1951 short story by Isaac Asimov

"In a Good Cause—" is a science fiction short story by American writer Isaac Asimov. The story first appeared in a 1951 edition of the anthology New Tales of Space and Time and was reprinted in the collection Nightfall and Other Stories (1969).

The book begins with the description of a statue containing three dates and an epigram: "In a good cause, there are no failures. There are only delayed successes." This is followed by a section for each of the three dates.

==Plot summary==
The story opens with a description of a statue on the grounds of the United Worlds organization raised to Richard "Dick" Altmayer. It displays a quote and three dates, which correspond to the three days upon which he was arrested for crimes motivated by his beliefs. The first is in the year 2755 of the "Atomic Era" (corresponding to 4700 AD in Asimovean chronology). In each case the public is initially outraged by his action but ultimately considers him a hero.

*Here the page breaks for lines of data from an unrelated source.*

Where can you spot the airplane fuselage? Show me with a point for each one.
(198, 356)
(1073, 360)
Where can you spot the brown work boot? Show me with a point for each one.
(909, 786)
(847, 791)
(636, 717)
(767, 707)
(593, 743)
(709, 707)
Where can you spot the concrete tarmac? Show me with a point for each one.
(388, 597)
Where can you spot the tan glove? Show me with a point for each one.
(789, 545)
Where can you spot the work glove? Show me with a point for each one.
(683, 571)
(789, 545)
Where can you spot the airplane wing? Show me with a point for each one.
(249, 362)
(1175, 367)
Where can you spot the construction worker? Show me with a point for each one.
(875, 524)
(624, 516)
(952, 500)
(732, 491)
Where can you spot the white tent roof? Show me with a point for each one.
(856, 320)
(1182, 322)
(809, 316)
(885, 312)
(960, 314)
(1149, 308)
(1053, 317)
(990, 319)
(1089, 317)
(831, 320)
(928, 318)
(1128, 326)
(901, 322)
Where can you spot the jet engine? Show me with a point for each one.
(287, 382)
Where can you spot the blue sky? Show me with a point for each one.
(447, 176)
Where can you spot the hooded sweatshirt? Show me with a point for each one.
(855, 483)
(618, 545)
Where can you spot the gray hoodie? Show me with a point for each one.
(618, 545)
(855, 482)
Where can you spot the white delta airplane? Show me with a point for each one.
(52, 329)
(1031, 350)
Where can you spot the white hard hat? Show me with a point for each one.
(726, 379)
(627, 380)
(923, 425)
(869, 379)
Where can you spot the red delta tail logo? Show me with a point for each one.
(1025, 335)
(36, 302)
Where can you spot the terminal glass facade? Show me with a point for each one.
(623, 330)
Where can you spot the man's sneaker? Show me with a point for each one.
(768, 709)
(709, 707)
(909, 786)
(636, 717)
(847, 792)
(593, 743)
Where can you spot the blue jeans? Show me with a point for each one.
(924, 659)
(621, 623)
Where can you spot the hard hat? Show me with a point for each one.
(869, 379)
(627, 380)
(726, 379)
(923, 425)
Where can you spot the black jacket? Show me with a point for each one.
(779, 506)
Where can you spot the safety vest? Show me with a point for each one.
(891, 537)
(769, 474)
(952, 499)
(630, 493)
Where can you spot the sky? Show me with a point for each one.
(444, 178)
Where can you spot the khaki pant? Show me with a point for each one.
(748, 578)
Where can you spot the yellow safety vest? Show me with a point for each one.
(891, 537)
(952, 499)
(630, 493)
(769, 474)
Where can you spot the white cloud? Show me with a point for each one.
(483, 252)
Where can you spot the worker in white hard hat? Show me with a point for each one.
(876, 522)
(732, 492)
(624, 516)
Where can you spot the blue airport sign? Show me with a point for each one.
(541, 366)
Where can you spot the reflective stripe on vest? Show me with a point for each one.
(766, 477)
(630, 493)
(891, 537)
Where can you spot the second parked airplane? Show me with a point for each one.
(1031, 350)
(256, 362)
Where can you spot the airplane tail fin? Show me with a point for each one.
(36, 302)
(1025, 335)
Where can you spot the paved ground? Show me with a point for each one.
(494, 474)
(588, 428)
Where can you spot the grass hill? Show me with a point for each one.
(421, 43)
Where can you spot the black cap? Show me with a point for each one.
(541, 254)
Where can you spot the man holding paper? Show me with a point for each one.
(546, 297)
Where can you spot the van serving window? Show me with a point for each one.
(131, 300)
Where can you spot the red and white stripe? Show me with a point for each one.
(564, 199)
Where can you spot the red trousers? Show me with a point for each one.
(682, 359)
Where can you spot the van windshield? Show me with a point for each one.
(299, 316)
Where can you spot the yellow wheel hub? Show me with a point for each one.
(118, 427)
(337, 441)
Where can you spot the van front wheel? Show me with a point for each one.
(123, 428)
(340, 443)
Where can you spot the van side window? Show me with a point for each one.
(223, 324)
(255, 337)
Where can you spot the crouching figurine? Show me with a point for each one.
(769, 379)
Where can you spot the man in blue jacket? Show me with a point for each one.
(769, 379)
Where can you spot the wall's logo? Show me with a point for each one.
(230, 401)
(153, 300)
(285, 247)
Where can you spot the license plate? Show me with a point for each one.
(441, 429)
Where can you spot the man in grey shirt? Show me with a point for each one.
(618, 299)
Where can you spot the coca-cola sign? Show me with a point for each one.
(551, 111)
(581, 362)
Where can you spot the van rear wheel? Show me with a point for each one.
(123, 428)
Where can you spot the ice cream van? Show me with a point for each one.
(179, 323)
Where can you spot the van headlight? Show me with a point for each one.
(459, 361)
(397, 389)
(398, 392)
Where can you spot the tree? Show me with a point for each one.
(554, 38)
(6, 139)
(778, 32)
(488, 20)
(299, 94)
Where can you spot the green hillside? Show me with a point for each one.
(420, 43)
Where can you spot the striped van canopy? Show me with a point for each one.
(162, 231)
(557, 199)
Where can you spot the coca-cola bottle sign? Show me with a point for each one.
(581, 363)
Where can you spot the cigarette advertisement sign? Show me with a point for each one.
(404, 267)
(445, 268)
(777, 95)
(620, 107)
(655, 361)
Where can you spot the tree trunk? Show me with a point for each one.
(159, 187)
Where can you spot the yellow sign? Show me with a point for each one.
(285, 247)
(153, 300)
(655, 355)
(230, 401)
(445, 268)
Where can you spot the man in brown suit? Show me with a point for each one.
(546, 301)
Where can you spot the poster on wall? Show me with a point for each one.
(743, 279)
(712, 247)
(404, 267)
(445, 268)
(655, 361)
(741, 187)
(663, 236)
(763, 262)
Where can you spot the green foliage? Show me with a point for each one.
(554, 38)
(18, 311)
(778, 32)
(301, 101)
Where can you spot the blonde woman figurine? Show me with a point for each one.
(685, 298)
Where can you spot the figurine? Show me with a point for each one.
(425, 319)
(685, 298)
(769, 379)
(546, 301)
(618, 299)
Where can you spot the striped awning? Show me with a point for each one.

Altmayer and his friend Geoffrey Stock have opposing positions when conscripted into military service for a war between human-occupied star systems. Stock willingly reports for military duty, whilst Altmayer protests, believing that the various interstellar nations of humanity should be united against the Diaboli, an intelligent non-human race that also occupies several planetary systems in the galaxy.

Over a 45-year period, Stock reaches high military rank and then political office, whilst Altmayer is imprisoned and kept under house arrest several times for his radical idealism. He starts political parties and protest movements, all of which fail to achieve their objectives of uniting humanity.

Ultimately, Altmayer's desire for a united humanity is achieved after a war against the Diaboli. This unity, however, has been realised only through Stock's political manipulations rather than Altmayer's idealistic actions. Stock asks his one-time friend to be one of the delegates from Earth to a peace conference, but realizes that history will not record his own participation in the unification of humanity, but will instead vilify him as a cruel and short-sighted politician.

==Notes==
Asimov said that although stories usually depict their authors' opinions, "this particular story ... doesn't quite reflect my own feelings. Groff Conklin ... once said that he liked this story, even though he disagreed with its philosophy, and to my embarrassment, I find that that is exactly how I myself feel".